The previous theory is that cancer follows the principles of evolution much like what was identified by the great naturalist Charles Darwin. He proposed a theory of natural selection, that can be described in the following example: a bird has randomly acquired a DNA mutation that causes it to have a very long beak compared to other birds in its flock. Supposing there is a drought in the region and the only seeds available were buried deep in the ground, the once abnormal long-beaked bird now has the most advantage and survives, whereas the shorter-beaked birds in its flock are more vulnerable to starvation. When the long-beaked bird reproduces, it passes on its mutation and the long beak becomes more common or “selected” in the population. However, once the drought passes and long beaks are no longer beneficial to birds for survival, the mutation, offering no particular advantage, may start to once again become a minority in the population.

Darwin’s evolutionary model is frequently seen in cancers too. Cancer cells, which arise from normal cells, randomly acquire mutations in key genes that offer them a growth advantage. Every time a cell acquires a “cancerous” mutation, it gains greater power to grow faster and survive. These mutations, occurring randomly and in a stepwise fashion, eventually create a full-blown cancer.

But this new study from Toronto makes us rethink this theory when it comes to pancreatic cancer. It had previously been observed that pancreatic cancer becomes aggressive almost as soon as it begins forming. This new research suggests that the reason for this is that the disease-causing mutations may be occurring simultaneously with a “big bang” event, rather than in a gradual and stepwise fashion. The authors, led by a team based at the Ontario Institute of Cancer Research (OICR), used a computational method to track the genetic changes in over 100 pancreatic tumour samples to reach their conclusion.

They proposed that pancreatic cancer follows a model of evolution known as “punctuated equilibrium.” The theory was first proposed by Stephen Jay Gould and a colleague, Niles Eldredge, to refer to significant evolutionary changes that occur rapidly in spurts, and which are preceded and followed by long periods of slow and gradual changes described by Darwin’s natural selection. A similar process was also reported in colon cancer, and was referred to as a “big bang” model of cancer growth. This striking analogy is a powerful description of the rapidly changing state from normal to cancerous in certain cases.

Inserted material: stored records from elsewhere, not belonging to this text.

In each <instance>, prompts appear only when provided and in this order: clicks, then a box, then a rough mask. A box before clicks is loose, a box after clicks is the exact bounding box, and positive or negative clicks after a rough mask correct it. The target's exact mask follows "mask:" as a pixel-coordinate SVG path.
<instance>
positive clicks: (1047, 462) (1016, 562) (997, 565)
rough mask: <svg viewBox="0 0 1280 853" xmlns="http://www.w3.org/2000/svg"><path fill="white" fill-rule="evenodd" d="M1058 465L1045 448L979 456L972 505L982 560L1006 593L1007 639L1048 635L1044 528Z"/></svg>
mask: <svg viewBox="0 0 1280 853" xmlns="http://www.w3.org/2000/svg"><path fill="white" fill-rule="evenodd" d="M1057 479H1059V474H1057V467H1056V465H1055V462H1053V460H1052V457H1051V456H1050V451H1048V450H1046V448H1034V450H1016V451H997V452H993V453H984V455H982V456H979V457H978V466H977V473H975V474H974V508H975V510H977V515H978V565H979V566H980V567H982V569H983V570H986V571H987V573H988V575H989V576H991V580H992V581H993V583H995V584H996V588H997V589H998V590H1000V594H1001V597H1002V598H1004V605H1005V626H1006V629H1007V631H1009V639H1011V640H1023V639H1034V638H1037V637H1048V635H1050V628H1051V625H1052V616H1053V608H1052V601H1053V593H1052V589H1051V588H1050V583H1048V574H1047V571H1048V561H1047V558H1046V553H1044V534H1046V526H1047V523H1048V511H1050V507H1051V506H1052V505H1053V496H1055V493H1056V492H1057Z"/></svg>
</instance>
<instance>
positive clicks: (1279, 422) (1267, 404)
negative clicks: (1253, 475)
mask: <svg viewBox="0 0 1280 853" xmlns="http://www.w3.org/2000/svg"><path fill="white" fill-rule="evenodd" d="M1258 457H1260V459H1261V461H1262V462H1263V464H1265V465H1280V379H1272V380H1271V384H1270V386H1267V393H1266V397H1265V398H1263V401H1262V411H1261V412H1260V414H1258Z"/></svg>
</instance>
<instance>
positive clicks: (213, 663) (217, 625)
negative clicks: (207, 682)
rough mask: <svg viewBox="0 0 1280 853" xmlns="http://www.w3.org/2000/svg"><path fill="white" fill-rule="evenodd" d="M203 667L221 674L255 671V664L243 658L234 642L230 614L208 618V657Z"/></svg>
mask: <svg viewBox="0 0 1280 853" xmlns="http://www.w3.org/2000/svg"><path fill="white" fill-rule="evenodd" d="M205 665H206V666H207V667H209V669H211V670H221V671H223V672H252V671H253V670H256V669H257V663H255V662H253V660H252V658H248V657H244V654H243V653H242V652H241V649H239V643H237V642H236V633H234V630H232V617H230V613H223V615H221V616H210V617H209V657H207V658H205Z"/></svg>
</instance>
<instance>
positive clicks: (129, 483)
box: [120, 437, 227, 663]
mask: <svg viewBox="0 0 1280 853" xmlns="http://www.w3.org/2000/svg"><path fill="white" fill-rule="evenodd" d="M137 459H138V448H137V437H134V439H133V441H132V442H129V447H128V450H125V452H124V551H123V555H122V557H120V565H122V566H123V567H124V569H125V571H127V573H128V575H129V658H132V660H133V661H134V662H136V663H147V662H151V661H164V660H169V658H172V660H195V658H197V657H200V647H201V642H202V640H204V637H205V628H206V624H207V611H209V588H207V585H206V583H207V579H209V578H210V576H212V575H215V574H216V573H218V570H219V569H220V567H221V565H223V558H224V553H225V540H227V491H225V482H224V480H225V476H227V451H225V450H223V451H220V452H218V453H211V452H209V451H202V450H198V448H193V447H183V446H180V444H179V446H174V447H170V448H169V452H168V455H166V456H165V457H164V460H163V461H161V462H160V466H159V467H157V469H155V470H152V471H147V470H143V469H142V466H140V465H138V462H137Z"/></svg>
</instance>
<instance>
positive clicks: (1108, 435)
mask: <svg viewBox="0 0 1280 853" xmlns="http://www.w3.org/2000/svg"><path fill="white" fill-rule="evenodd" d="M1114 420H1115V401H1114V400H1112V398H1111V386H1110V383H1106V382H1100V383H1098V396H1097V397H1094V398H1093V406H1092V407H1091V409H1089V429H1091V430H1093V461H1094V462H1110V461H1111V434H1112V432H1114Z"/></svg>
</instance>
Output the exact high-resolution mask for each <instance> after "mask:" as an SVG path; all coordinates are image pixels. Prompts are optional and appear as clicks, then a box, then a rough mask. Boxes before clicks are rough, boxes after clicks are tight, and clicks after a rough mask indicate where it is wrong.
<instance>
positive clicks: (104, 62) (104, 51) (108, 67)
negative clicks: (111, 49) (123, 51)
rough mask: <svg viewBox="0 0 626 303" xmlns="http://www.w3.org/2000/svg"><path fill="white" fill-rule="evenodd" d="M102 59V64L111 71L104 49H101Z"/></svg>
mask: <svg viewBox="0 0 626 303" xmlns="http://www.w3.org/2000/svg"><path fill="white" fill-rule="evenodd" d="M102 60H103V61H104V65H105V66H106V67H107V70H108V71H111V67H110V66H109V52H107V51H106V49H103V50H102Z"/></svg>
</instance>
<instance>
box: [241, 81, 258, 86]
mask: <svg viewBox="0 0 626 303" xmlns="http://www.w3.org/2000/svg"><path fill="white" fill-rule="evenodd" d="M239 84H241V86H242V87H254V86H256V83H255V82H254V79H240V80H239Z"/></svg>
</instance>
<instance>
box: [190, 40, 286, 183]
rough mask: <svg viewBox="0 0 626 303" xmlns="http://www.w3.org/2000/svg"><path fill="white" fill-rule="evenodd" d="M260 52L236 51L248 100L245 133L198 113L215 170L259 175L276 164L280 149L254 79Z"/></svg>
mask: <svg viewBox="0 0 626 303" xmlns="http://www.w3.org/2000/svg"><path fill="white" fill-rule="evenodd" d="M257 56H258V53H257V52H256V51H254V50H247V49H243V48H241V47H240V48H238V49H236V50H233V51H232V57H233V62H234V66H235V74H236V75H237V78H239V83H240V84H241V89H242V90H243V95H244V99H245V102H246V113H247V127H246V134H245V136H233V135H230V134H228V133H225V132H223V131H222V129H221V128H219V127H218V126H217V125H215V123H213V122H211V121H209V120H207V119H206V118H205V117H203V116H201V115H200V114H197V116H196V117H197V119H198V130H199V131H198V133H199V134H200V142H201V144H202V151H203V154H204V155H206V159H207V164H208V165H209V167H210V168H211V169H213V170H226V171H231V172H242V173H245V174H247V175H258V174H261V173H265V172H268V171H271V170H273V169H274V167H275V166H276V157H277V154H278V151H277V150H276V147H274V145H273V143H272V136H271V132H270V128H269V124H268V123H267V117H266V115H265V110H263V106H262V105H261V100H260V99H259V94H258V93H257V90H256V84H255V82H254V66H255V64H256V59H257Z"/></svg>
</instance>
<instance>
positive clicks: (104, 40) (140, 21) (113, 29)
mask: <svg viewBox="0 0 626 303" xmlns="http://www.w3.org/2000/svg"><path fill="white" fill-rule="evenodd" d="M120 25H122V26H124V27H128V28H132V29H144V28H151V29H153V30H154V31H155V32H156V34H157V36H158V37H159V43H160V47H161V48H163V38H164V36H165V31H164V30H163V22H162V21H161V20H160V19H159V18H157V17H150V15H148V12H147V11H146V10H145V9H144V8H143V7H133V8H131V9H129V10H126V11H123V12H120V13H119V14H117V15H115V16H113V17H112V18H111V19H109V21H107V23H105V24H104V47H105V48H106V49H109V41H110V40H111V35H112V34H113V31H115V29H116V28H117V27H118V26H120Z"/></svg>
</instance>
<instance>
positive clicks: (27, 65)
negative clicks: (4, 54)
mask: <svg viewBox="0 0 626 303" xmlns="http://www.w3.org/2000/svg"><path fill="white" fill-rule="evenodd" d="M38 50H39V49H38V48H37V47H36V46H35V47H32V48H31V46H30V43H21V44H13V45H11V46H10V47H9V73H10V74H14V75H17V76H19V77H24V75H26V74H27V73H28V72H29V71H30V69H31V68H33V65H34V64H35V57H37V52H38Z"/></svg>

This study offers an important new perspective to understanding cancer evolution. By more carefully identifying the different ways in which cancer can evolve in our bodies, researchers and clinicians can better design specific therapies to target them.

This article was written by Dr. Kinjal Desai. She is a postdoctoral research fellow at the Hospital for Sick Children in Toronto, where she works on medulloblastoma, the most commonly occurring malignant brain tumour in children. To learn more about Kinjal and her research check out our members page.


Notta F., Chan-Seng-Yue M., Lemire M., Li Y., Wilson G.W., Connor A.A., Denroche R.E., Liang S-B., Brown A.M.K., Kim J.C., et al. A renewed model of pancreatic cancer evolution based on genomic rearrangement patterns. Nature 538, 378–382 (20 October 2016) | doi:10.1038/nature19823

Sottoriva A., Kang H., Ma Z., Graham T.A., Salomon M.P., Zhao J., Marjoram P., Siegmund K., Press M.F., Shibata D. & Curtis C. A Big Bang model of human colorectal tumor growth. Nature Genetics 47, 209–216 (2015) | doi:10.1038/ng.3214

Darwin, C. On the Origin of Species by Means of Natural Selection, or the Preservation of Favoured Races in the Struggle for Life. Nature (1859). London: John Murray, 5 (121): 502.

Eldredge, N., Gould, S.J. Punctuated equilibria: an alternative to phyletic gradualism. Models in Paleobiology (1972) pp 82-115.